A: In our live shows we’ve been interested in exploring how much we can do within the limitations of performing as a duo – from singing harmonies, to singing different parts at the same time, to adding foot percussion to our ukulele and guitar playing so we can create a full band musical experience with just two people. In the recording studio we’ve been able to expand the instrumentation and allow for more experimentation with sounds and arrangements, and our albums have gotten increasingly ambitious in terms of rhythmic elements and tonal palettes. Basically our songs get harder and harder to play, which makes us step up our game as musicians
Q: What is the story behind your name, Charming Disaster?
A: It’s a description of both what we do (charming disaster like charming a snake) and who we are: light and dark, humorous and macabre, friendly and frightening, blessed and cursed. Are we destined for greatness, or doomed to fulfill a terrible prophecy? Only time will tell.
Q: Your songs are deeply poetic and hauntingly beautiful. On your website, you state that Tim Burton and Edward Gorey serve as your inspiration. How has the artistry of Burton and Gorey influenced your works?
A: We share those artists’ playful approach to dark subject matter, and like them we have a deep appreciation for mordant, macabre humor. We love their visual aesthetics, which are both retro and not specific to any particular time, evoking an imaginary history. We also draw a lot of inspiration from literary sources – everything from comic books to the classics – and other visual artists, from Remedios Varo to Dame Darcy.

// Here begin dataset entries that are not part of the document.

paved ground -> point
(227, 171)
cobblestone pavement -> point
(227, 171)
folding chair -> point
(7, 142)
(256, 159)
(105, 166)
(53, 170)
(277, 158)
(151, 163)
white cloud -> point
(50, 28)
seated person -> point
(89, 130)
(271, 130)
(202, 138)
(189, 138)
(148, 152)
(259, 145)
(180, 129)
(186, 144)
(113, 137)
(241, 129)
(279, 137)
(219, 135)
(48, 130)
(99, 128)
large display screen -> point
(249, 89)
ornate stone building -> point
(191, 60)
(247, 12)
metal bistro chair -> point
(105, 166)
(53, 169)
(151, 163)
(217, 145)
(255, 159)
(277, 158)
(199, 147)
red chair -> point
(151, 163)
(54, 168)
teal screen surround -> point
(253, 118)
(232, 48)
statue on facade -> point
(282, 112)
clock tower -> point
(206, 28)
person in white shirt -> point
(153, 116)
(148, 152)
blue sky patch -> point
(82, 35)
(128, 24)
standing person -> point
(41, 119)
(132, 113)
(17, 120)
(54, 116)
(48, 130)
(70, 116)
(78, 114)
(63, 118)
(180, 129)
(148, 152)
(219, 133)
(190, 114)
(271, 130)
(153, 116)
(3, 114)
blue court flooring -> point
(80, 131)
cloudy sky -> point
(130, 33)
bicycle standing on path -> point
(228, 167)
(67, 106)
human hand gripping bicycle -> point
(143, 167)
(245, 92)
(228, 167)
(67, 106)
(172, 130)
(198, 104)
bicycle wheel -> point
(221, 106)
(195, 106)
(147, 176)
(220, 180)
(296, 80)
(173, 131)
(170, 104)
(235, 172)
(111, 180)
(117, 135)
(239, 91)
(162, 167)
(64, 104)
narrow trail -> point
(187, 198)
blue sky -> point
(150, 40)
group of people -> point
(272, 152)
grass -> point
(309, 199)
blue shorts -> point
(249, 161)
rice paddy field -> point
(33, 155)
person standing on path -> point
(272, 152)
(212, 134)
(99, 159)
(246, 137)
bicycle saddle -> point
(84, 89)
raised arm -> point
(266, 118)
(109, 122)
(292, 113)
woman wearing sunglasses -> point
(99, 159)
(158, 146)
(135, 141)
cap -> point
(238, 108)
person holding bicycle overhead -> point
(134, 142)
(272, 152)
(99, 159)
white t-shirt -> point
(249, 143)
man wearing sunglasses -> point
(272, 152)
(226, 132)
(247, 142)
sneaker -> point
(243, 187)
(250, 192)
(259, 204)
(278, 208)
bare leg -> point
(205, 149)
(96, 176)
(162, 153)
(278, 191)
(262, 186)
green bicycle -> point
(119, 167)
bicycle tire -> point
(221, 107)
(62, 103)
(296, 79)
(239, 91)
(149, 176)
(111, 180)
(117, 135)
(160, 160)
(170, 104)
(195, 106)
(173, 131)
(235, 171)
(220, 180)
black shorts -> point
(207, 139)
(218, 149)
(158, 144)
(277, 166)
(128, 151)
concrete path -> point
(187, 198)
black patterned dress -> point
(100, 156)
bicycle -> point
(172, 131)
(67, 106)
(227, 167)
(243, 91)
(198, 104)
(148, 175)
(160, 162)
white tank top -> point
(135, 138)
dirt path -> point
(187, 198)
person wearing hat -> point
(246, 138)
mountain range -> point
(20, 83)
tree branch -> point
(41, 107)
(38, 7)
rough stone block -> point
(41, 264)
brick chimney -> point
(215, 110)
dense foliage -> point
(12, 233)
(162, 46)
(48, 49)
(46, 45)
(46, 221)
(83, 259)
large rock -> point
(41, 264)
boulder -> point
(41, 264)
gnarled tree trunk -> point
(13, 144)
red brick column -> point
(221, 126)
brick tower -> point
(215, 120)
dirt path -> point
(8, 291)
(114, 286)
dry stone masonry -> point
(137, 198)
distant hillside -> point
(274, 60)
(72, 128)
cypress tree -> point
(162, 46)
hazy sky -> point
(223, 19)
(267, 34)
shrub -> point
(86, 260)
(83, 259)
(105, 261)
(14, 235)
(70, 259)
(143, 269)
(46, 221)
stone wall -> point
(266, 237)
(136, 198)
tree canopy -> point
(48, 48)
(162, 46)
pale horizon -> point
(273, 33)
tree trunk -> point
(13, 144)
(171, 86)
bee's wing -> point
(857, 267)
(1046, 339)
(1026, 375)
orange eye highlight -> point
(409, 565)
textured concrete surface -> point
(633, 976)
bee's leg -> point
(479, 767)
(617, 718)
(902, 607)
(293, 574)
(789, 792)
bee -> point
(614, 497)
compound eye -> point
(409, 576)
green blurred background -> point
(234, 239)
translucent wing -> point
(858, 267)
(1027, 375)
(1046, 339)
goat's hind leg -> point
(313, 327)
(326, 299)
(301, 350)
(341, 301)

Q: This is not your first time performing in Pittsburgh. What is your favorite part of performing in this city? Do you have any favorite spots to visit while you are here?
A: We love going to the Pittsburgh Center for Creative Reuse, where you can find all kinds of treasures and materials to make art out of (we even performed there last time we were in town). The Center for Post-Natural History’s idiosyncratic exhibitions are right up our alley. And we’re hoping to visit either the Bayernhof Museum or Trundle Manor for the first time during this trip.
Q: What is your favorite song to perform?
A: We have a couple of songs where we leave the stage and go out into the audience to interact with people: “Deep in the High” and “Baba Yaga.” Those are the most fun to perform–there’s a real sense of danger that comes with breaking the fourth wall, and the element of chance means nobody knows exactly what will happen next (not even us).
Q: How is your newest album, Spells and Rituals, different from your previous albums?
A: In SPELLS + RITUALS we’re continuing to explore the universe we’ve established in our other albums (Love, Crime & Other Trouble and Cautionary Tales), which is populated by criminals, con artists, circus performers, and mythological beings. Our songwriting has matured, so the new album is more musically sophisticated. It’s a little deeper and darker, like a bar of good chocolate.
Whether you have heard Charming Disaster perform previously or are interested in seeing their perfectly paradoxical music come to life, don’t miss them at Wigle Whisky July 27th. It is also important to mention that they will also appear at the Confluence science fiction / fantasy literary conference on July 26 at 8 pm.